Communist Manifesto Summary

The Communist Manifesto opens with the famous words "The history of all hitherto societies has been the history of class struggles," and proceeds in the next 41 pages to single-mindedly elaborate this proposition (79). In section 1, "Bourgeois and Proletarians," Marx delineates his vision of history, focusing on the development and eventual destruction of the bourgeoisie, the dominant class of his day. Before the bourgeoisie rose to prominence, society was organized according to a feudal order run by aristocratic landowners and corporate guilds. With the discovery of America and the subsequent expansion of economic markets, a new class arose, a manufacturing class, which took control of international and domestic trade by producing goods more efficiently than the closed guilds. With their growing economic powers, this class began to gain political power, destroying the vestiges of the old feudal society which sought to restrict their ambition. According to Marx, the French Revolution was the most decisive instance of this form of bourgeois self-determination. Indeed, Marx thought bourgeois control so pervasive that he claimed that "the executive of the modern State is but a committee for managing the common affairs of the whole bourgeoisie" (82).

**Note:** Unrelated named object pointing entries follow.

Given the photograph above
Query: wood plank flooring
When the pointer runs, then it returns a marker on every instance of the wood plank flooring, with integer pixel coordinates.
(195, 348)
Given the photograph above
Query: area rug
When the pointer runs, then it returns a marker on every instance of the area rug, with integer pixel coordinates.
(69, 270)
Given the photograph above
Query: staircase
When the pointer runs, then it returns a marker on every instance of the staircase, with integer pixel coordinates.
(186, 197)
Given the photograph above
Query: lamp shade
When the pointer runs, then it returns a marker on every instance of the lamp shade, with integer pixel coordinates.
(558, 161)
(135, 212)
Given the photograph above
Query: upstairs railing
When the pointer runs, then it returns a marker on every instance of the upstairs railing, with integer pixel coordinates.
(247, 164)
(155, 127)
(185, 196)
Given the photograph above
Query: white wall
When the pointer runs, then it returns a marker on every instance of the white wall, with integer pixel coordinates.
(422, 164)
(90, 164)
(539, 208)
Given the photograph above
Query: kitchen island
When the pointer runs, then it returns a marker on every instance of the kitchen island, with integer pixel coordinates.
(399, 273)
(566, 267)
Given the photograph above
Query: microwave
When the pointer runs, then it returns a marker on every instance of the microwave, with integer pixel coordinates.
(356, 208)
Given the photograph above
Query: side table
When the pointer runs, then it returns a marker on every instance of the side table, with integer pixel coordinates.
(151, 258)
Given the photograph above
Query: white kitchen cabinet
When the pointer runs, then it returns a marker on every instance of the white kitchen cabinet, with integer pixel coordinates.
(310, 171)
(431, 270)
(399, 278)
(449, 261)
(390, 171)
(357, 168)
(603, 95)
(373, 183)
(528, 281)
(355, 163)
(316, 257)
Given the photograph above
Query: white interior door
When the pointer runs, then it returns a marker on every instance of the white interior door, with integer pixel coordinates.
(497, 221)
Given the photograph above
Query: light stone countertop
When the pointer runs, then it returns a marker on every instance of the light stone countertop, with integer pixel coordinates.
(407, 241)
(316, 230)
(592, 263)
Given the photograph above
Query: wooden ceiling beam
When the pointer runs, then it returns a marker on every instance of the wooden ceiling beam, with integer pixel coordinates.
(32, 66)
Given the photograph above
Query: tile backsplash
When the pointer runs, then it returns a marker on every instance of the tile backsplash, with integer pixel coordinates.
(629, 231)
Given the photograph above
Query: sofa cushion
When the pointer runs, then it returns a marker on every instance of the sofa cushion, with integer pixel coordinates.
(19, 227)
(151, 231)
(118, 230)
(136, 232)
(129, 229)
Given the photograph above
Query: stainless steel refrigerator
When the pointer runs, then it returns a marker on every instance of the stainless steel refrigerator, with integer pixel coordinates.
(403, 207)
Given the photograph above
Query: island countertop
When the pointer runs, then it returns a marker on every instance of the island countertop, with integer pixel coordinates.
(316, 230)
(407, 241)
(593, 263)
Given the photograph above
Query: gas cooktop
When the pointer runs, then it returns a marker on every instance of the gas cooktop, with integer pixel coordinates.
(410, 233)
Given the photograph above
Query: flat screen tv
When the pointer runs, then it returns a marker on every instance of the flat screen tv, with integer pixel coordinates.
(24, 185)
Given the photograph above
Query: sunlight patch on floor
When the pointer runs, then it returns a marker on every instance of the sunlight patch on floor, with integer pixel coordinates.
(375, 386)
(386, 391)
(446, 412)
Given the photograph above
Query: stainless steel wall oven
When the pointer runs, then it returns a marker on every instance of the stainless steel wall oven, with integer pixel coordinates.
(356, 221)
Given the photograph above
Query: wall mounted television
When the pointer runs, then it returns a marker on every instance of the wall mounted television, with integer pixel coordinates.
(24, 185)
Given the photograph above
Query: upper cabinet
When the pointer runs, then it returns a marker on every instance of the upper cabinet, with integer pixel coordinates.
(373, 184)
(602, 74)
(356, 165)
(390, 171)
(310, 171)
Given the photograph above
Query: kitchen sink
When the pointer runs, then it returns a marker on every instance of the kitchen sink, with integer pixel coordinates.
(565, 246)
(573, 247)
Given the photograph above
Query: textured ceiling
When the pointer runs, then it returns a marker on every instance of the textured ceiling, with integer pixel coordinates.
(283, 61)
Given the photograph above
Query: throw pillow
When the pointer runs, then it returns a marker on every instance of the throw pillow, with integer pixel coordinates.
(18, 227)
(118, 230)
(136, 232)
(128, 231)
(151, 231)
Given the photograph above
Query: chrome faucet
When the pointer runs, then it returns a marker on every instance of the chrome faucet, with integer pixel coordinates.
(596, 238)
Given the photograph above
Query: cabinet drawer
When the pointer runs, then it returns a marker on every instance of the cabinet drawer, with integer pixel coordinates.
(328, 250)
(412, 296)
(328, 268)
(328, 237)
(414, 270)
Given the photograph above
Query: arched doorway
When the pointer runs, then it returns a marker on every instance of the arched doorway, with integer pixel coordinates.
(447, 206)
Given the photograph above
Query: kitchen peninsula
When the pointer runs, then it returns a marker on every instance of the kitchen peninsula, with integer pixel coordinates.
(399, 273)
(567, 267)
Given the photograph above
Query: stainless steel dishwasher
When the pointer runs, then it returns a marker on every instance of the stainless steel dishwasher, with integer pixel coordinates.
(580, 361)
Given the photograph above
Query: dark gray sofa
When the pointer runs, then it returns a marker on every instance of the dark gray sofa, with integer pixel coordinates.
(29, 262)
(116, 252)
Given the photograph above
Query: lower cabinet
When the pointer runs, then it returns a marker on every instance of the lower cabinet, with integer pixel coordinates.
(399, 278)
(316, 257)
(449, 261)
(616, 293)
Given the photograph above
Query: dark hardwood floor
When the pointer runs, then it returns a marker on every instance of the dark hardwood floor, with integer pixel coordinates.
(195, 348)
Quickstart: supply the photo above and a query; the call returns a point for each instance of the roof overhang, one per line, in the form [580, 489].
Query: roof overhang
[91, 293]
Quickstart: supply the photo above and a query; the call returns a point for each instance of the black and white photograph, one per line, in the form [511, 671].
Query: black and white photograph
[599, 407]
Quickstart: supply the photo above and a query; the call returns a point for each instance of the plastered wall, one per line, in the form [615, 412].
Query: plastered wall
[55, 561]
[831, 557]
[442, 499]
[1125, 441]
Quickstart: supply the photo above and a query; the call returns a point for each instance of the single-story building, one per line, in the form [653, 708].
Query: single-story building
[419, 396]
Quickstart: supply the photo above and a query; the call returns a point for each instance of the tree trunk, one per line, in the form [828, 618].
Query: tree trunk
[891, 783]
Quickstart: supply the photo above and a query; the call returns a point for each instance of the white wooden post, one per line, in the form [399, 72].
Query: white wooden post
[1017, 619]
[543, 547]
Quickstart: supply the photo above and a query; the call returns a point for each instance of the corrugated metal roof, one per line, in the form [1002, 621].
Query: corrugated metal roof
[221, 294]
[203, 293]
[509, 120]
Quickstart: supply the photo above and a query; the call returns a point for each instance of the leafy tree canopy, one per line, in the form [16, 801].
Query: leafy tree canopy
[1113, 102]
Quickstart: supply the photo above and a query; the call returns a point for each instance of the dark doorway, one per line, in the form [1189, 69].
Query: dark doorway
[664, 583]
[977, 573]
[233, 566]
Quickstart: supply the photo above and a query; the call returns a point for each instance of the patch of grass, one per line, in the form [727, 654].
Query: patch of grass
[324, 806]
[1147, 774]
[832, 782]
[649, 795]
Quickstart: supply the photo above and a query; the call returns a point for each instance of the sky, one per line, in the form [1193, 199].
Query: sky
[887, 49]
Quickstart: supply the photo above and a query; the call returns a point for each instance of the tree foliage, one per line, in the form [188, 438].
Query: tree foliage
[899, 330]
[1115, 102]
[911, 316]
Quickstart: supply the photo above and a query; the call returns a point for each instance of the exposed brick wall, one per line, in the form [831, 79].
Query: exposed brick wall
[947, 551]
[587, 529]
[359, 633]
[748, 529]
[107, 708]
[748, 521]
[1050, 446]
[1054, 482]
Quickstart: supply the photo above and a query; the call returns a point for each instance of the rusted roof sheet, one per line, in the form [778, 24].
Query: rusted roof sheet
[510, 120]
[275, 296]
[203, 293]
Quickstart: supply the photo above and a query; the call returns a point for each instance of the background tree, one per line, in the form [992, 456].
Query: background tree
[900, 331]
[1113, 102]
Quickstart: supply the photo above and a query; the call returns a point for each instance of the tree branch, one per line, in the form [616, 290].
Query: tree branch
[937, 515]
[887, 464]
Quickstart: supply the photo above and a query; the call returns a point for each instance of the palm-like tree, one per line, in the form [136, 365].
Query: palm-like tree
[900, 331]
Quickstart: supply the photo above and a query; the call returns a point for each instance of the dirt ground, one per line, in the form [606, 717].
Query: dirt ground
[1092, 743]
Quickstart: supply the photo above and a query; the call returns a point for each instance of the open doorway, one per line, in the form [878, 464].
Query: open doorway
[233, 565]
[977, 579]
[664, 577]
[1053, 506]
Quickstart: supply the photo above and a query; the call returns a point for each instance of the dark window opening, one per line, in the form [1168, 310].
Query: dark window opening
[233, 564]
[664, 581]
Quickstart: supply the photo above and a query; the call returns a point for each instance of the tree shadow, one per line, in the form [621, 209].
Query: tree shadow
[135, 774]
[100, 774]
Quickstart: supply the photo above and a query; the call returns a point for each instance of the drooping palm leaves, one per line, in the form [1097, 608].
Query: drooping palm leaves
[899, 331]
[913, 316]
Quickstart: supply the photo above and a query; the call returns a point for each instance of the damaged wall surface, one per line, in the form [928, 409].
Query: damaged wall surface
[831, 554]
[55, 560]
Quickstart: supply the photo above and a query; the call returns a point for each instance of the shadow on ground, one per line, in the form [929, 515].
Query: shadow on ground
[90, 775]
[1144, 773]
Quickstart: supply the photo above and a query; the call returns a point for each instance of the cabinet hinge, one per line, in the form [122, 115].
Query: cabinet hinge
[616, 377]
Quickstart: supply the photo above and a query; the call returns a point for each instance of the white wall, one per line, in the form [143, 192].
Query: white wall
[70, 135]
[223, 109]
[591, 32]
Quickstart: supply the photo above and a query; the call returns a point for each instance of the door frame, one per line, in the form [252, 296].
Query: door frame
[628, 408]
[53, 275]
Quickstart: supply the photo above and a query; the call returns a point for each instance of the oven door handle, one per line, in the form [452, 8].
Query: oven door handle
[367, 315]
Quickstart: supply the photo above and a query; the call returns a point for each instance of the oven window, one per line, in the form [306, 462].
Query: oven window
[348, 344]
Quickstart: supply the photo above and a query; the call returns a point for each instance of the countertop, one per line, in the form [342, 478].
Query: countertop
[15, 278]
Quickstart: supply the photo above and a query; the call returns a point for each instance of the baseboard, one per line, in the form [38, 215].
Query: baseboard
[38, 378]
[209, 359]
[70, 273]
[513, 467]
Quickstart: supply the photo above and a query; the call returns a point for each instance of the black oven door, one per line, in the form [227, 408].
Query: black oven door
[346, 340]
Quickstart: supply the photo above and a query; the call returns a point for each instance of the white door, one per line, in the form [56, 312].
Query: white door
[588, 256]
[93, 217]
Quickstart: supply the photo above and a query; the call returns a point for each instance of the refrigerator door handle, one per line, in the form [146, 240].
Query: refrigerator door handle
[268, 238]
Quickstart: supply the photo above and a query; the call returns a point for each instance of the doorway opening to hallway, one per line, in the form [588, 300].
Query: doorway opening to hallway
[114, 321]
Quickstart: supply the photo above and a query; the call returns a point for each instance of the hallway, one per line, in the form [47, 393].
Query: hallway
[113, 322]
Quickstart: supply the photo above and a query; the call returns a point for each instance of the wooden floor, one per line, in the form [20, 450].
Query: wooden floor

This bourgeois ascendancy has, though, created a new social class which labor in the new bourgeois industries. This class, the proletariat, "wage-laborers who, having no means of production of their own, are reduced to selling their labor power in order to live," are the necessary consequence of bourgeois modes of production (79). As bourgeois industries expand and increase their own capital, the ranks of the proletariat swell as other classes of society, artisans and small business owners, cannot compete with the bourgeois capitalists. Additionally, the development of bourgeois industries causes a proportional deterioration in the condition of the proletariat. This deterioration, which can be slowed but not stopped, creates within the proletariat a revolutionary element which will eventually destroy their bourgeois oppressors. As Marx says, "What the bourgeoisie, therefore, produces, above all, is its own grave-diggers. Its fall and the victory of the proletariat are equally inevitable" (94).

In Chapter 2, "Proletariats and Communists," Marx elaborates the social changes communists hope to effect on behalf of the proletariat. Marx notes firstly that the interests of communists do not differ from the interests of the proletariat as a class; they seek only to develop a class consciousness in the proletariat, a necessary condition of eventual proletariat emancipation. The primary objective of communists and the revolutionary proletariat is the abolition of private property, for it is this that keeps them enslaved. Bourgeois economics, i.e., capitalism, requires that the owners of the means of production compensate workers only enough to ensure their mere physical subsistence and reproduction. In other words, the existence of bourgeois property, or capital as Marx calls it, relies on its radically unequal distribution. The only way the proletariat can free itself from bourgeois exploitation is to abolish capitalism. In achieving this goal, the proletariat will destroy all remnants of bourgeois culture which act to perpetuate, if even implicitly, their misery. This includes family organization, religion, morality, jurisprudence, etc. Culture is but the result of specific material/economic conditions and has no life independent of these. The result of this struggle will be "an association in which the free development of each is the condition for the development of all" (104).

Chapter 3, "Socialist and Communist Literature," encompasses Marx's discussion of the relationship between his movement and previous or contemporaneous socialist movements. In this chapter he repudiates these other movements for not fully understanding the significance of the proletarian struggle. They all suffer from at least one of 3 problems: 1) They look to previous modes of social organization for a solution to present difficulties. 2) They deny the inherent class character of the existing conflict. 3) They do not recognize that violent revolution on the part of the proletariat is the only way to eradicate the conditions of oppression. Only the Marxist communists truly appreciate the historical movement in which the antagonism between the proletariat and bourgeois is the final act.

The final chapter, "Position of the Communists in Relation to the Various Opposition Parties," announces the communist intention to "everywhere support every revolutionary movement against the existing social and political order of things" (120). The communist contribution to this ongoing revolutionary discourse will be the raising of the property question, for any revolutionary movement which does not address this question cannot successfully rescue people from oppression. As Marx thunders in conclusion, "Let the ruling classes tremble at a Communistic revolution. The proletarians have nothing to lose but their chains. They have a world to win. WORKING MEN OF ALL COUNTRIES, UNITE!" (121).